Over 1,000 people with schizophrenia took part in the survey, and it was found that there are long delays in accessing effective talk therapies such as cognitive behavioural therapy (CBT).
Schizophrenia can cause muddled thoughts, a change in behaviour and people living with the condition may experience hallucinations.
According to the NHS, around one in 100 people will experience the condition. Schizophrenia is becoming one of the most common mental health conditions with diagnosis typically occurring between the ages of 15 and 35.
The charity Rethink Mental Illness (RMI), found 89 per cent of people felt the lack of support was having a negative effect on their well-being and life.
A mere 28 per cent of people with schizophrenia had received the recommended 16 hours of talk therapy, whilst nearly a quarter had to wait at least a year.

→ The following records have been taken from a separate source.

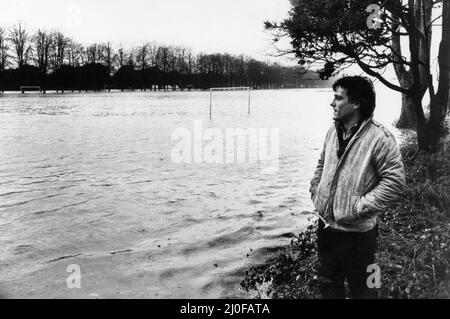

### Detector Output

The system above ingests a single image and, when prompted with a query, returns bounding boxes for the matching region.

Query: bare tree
[86,43,99,63]
[32,29,53,74]
[114,45,127,69]
[67,39,84,67]
[136,43,150,70]
[0,27,9,72]
[9,22,31,69]
[100,42,114,75]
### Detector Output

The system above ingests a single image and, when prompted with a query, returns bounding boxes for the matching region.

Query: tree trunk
[395,94,416,128]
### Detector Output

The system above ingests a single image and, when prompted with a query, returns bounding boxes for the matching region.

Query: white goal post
[209,86,252,118]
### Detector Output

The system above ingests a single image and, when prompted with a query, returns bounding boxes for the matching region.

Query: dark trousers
[317,221,378,299]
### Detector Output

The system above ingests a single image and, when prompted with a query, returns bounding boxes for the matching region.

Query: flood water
[0,89,400,298]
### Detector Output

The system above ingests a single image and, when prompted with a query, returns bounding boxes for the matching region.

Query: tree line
[265,0,450,151]
[0,23,324,91]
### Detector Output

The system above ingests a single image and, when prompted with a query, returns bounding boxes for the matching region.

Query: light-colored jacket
[310,118,405,232]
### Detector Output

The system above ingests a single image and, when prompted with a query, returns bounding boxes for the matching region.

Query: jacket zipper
[326,119,372,221]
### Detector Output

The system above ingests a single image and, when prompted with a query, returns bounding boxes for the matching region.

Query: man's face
[331,87,358,123]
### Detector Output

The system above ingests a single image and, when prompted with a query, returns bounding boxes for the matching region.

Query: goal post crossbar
[209,86,252,92]
[209,86,252,119]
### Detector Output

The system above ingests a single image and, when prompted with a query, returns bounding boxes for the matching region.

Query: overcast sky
[0,0,289,61]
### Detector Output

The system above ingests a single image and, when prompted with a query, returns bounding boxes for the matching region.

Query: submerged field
[0,89,400,298]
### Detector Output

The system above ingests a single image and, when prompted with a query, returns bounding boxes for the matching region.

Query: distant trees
[266,0,450,150]
[10,23,31,69]
[0,23,326,91]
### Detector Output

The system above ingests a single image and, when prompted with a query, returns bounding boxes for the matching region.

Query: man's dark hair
[333,76,376,119]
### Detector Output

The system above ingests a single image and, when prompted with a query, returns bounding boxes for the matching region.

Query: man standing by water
[310,76,405,298]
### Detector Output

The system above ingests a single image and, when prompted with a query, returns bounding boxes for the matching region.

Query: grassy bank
[241,134,450,298]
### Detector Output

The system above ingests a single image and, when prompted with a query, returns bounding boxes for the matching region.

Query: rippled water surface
[0,89,400,298]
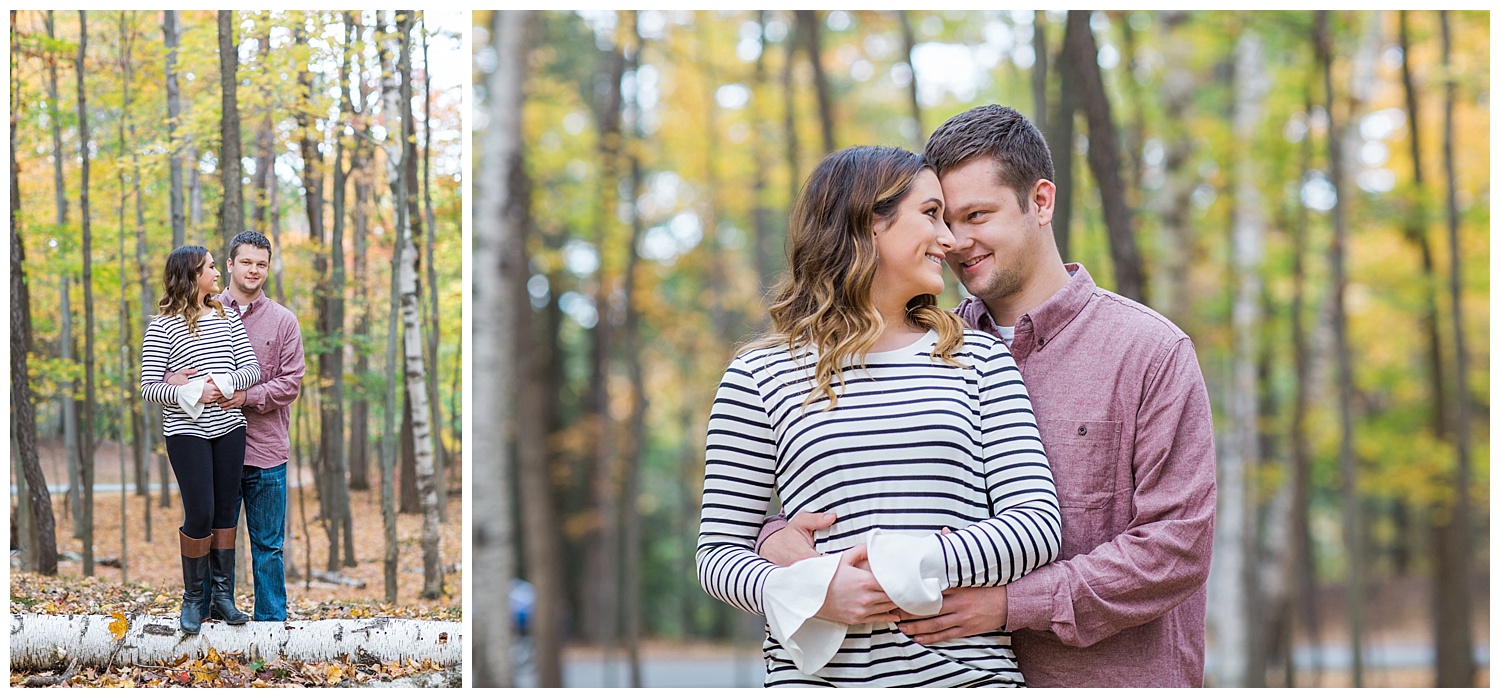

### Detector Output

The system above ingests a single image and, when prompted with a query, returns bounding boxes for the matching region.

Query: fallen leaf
[110,611,131,642]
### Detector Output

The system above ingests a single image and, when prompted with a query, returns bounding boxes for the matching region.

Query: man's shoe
[209,528,251,626]
[177,528,213,635]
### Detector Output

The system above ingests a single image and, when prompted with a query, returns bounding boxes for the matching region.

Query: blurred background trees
[513,11,1490,686]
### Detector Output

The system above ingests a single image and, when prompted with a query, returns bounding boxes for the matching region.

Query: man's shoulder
[1089,288,1191,345]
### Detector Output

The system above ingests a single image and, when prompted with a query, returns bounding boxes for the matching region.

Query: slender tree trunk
[1032,9,1058,134]
[473,12,534,686]
[162,9,188,247]
[327,12,359,567]
[43,11,84,537]
[1317,11,1365,687]
[348,12,375,491]
[395,11,444,599]
[782,12,803,201]
[1146,12,1202,324]
[1287,84,1323,687]
[251,12,276,231]
[896,9,927,144]
[77,11,98,576]
[422,15,449,522]
[380,6,408,603]
[11,11,62,576]
[789,9,834,153]
[219,9,245,253]
[1434,11,1475,687]
[1043,15,1079,261]
[1064,11,1146,300]
[1206,30,1266,686]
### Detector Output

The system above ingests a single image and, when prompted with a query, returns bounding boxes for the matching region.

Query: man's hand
[198,378,224,405]
[761,512,834,567]
[818,545,897,624]
[897,587,1007,644]
[162,368,198,386]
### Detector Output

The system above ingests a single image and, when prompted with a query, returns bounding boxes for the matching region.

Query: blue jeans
[240,462,287,620]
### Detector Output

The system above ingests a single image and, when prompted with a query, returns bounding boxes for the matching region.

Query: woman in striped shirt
[141,246,261,633]
[698,146,1061,686]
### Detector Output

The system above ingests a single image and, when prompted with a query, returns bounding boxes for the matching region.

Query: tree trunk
[219,9,245,260]
[788,9,840,153]
[1146,12,1202,325]
[251,12,276,231]
[1412,11,1475,687]
[1064,11,1146,302]
[348,13,380,491]
[1043,15,1079,261]
[896,9,927,143]
[380,9,407,603]
[77,11,96,576]
[42,11,84,537]
[1032,9,1058,134]
[1317,11,1365,687]
[1206,30,1266,686]
[398,11,443,599]
[422,15,449,522]
[11,11,65,576]
[1286,86,1323,687]
[162,9,188,249]
[750,9,791,297]
[11,614,464,671]
[473,12,534,686]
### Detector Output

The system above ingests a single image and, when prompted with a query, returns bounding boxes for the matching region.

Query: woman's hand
[198,378,224,405]
[818,545,897,624]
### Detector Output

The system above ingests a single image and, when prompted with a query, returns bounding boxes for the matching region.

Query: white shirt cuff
[209,374,234,399]
[177,378,204,422]
[866,528,948,615]
[764,555,849,674]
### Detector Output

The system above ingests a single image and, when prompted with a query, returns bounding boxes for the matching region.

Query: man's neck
[980,260,1073,327]
[230,284,261,306]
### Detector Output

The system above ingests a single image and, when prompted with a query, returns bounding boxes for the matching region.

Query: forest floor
[11,443,464,686]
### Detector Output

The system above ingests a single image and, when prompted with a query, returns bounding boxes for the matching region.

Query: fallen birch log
[11,614,464,671]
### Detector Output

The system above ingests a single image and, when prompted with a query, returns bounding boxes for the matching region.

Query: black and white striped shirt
[698,330,1061,686]
[141,308,261,438]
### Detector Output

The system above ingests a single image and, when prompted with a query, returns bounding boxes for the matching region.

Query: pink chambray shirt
[954,264,1215,687]
[219,291,308,468]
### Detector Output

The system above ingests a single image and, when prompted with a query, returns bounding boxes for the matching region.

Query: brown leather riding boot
[177,528,213,635]
[209,528,251,626]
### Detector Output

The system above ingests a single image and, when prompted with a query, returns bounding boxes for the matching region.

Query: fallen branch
[11,614,464,671]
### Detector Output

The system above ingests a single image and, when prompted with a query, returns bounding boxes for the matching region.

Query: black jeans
[167,426,245,539]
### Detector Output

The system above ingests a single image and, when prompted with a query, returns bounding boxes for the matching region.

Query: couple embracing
[141,231,306,633]
[698,105,1215,686]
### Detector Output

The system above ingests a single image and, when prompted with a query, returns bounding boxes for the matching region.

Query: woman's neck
[870,306,927,353]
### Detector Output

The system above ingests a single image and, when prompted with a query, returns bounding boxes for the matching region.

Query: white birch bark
[471,12,530,686]
[11,614,464,671]
[1209,25,1268,686]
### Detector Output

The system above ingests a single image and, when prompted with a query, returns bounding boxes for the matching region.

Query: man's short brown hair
[923,104,1055,212]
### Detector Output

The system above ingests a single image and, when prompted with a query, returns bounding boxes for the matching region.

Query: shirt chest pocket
[1037,419,1121,507]
[255,339,281,383]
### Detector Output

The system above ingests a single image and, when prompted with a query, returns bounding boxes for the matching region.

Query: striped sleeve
[141,318,177,405]
[698,356,779,615]
[225,311,261,390]
[939,333,1062,587]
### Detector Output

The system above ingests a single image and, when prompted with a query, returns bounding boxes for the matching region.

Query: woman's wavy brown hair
[156,245,224,336]
[741,146,963,410]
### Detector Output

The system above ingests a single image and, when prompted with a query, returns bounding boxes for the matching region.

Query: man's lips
[959,255,990,269]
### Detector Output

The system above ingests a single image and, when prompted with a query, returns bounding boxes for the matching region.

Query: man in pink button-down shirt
[761,105,1215,686]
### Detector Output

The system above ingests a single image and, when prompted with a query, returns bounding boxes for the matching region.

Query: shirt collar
[219,288,266,315]
[954,263,1098,353]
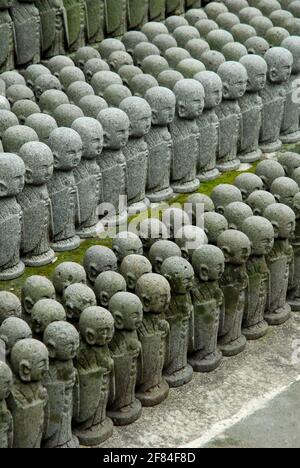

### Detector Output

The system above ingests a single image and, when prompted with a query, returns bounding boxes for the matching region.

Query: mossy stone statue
[74,307,114,446]
[136,273,171,406]
[107,292,143,426]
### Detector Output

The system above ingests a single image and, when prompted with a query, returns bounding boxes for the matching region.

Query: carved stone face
[0,362,13,401]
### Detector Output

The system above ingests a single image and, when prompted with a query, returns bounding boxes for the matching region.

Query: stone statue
[0,316,32,362]
[239,55,267,163]
[7,338,49,448]
[94,270,126,309]
[62,0,86,52]
[10,0,41,66]
[136,273,171,406]
[52,262,86,300]
[108,292,143,426]
[288,193,300,312]
[175,226,208,262]
[169,79,204,193]
[234,172,264,201]
[62,283,97,328]
[203,212,228,245]
[0,361,13,449]
[17,142,55,266]
[149,240,182,274]
[195,72,222,181]
[0,0,15,73]
[211,184,243,215]
[83,245,118,287]
[224,202,253,231]
[97,108,130,224]
[161,257,194,387]
[31,299,67,341]
[120,254,152,295]
[112,231,143,264]
[241,216,274,340]
[264,203,295,325]
[247,190,276,216]
[188,245,225,372]
[72,117,103,239]
[145,87,176,202]
[48,128,82,252]
[280,36,300,144]
[35,0,68,58]
[120,97,152,215]
[73,307,114,446]
[216,62,247,172]
[43,322,79,448]
[218,230,251,356]
[0,153,25,281]
[260,47,293,153]
[0,291,22,325]
[105,0,127,38]
[255,159,285,191]
[21,275,56,325]
[138,218,169,254]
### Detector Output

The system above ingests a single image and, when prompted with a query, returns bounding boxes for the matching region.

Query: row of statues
[0,2,300,280]
[0,153,300,448]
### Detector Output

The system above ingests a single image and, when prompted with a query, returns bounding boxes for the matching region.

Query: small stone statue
[0,316,32,361]
[94,268,126,309]
[0,0,15,73]
[31,299,67,341]
[216,62,247,172]
[149,240,182,274]
[260,47,293,153]
[247,190,276,216]
[43,322,79,448]
[10,0,41,66]
[7,338,49,448]
[218,230,251,356]
[264,203,295,325]
[97,108,130,223]
[234,172,263,201]
[288,193,300,312]
[120,254,152,295]
[104,0,127,38]
[255,159,285,191]
[108,292,143,426]
[195,71,222,181]
[136,273,171,406]
[62,283,97,328]
[72,117,103,239]
[224,202,253,231]
[203,211,229,245]
[145,87,176,202]
[0,361,13,449]
[73,307,114,446]
[161,257,194,387]
[0,291,22,325]
[18,142,55,266]
[188,245,225,372]
[83,245,118,287]
[169,79,204,193]
[48,128,82,252]
[62,0,86,52]
[239,55,267,163]
[112,231,143,264]
[138,218,169,254]
[120,97,152,215]
[52,262,86,300]
[241,216,274,340]
[0,153,25,281]
[211,184,243,215]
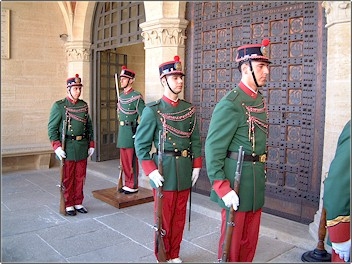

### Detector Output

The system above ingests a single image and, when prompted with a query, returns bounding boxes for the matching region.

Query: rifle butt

The survey found that nearly 87 per cent believed the lack of support had a direct effect on the severity of their symptoms, and 82 per cent felt their ability to maintain physical health was weakened.
Many of those surveyed felt the poor support accessibility had a negative impact on their relationships. Meanwhile over half of schizophrenia sufferers struggled to complete education, and a further 79 per cent found working life difficult.
RMI chief executive Mark Winstanley said, “Schizophrenia is not a rare illness, what’s often misunderstood is that people with schizophrenia, schizoaffective disorder and psychosis can lead a normal life if they get the right support.”
Despite this, the survey results show that people are not receiving the right support and this is having a severe impact on their daily lives and routines.
Winstanley said, “Work, studying, relationships… everyone has a right to live the lives they want to lead, so why are so many with schizophrenia telling us they feel rejected from society, and having to fight battles to get the right support?”
Tracey Butler, 41, has schizoaffective disorder and says how she almost lost it all. Butler explains her diagnosis; the lack of understanding and losing the ability to see past the condition left her attempting suicide.
Butler explains, “Getting the right care was hard. I felt like I had to overcome many hurdles, including people telling me I could never lead a normal life, would never be able to have children. It was unbearable.”
“However, slowly, with the right support, I have managed to get to a good place. I have a beautiful 14 year old son, a wonderful partner of eight years and work full-time.”